Essen. . Thyssen-Krupp-Chef Heinrich Hiesinger hat bei der Bilanzpressekonferenz am Dienstag mit der Vergangenheit des Konzerns abgerechnet: Seilschaften, blinde Loyalität und Manager, die sich über Regeln hinwegsetzten. Hiesinger fand aber auch noch lobende Worte.
Nach den Milliarden-Verlusten durch die Stahlwerke in Übersee und einer Vielzahl von Kartell- und Korruptionsfällen hat der Vorstandschef von Thyssen-Krupp, Heinrich Hiesinger, in einer Ruck-Rede einen Neuanfang gefordert.
Das Desaster bei den Stahlwerken „hat uns gezeigt, dass unsere Führungskultur an vielen Stellen des Unternehmens versagt hat“, sagte Hiesinger bei der Vorlage der Geschäftszahlen. „Seilschaften und blinde Loyalität waren oft wichtiger als unternehmerischer Erfolg.“ Fehlentwicklungen seien in dieser Kultur „lieber verschwiegen als korrigiert“ worden. „Und es herrschte offenbar bei einigen die Ansicht vor, dass Regeln, Vorschriften und Gesetze nicht für alle gelten.“
Nach der Rede ging der Aktienkurs nach oben
Trotz des historischen Konzernverlustes von fünf Milliarden Euro, vor allem verursacht durch eine notwendig gewordene Wertkorrektur der Stahlwerke um 3,6 Milliarden Euro nach unten, reagierte die Börse positiv.
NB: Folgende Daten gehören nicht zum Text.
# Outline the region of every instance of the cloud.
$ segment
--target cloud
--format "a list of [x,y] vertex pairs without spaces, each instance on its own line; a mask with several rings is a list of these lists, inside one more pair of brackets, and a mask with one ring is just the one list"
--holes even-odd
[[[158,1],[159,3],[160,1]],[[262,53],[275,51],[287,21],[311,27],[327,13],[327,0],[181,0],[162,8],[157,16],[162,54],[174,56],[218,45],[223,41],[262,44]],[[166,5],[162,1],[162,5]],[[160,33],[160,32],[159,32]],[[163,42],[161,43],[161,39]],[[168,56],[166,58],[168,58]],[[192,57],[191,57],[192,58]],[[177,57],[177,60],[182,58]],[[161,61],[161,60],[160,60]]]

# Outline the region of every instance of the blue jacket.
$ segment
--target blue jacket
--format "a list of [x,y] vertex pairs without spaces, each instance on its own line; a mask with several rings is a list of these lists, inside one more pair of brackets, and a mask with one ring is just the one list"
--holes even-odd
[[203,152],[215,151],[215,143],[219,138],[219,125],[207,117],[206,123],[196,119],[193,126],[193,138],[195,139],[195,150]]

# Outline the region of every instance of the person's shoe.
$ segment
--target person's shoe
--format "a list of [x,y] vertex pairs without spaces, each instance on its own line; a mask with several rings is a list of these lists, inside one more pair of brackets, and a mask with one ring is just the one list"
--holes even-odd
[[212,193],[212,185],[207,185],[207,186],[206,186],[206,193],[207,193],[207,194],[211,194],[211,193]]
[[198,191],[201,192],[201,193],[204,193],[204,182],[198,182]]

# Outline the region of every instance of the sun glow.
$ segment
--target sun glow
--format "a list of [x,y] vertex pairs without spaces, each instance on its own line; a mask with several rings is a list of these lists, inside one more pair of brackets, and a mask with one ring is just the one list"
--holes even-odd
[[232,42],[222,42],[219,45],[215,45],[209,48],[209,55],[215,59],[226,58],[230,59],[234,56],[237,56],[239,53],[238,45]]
Der Aktienkurs legte um sechs Prozent zu, was zum Teil auch auf die Rede Hiesingers zurückgeführt wurde. Offenbar trauen die Anleger dem Vorstandschef zu, das Unternehmen aus der schweren Krise zu führen. Auch die Arbeitnehmervertreter sprachen sich für „einen echten Neuanfang“ aus.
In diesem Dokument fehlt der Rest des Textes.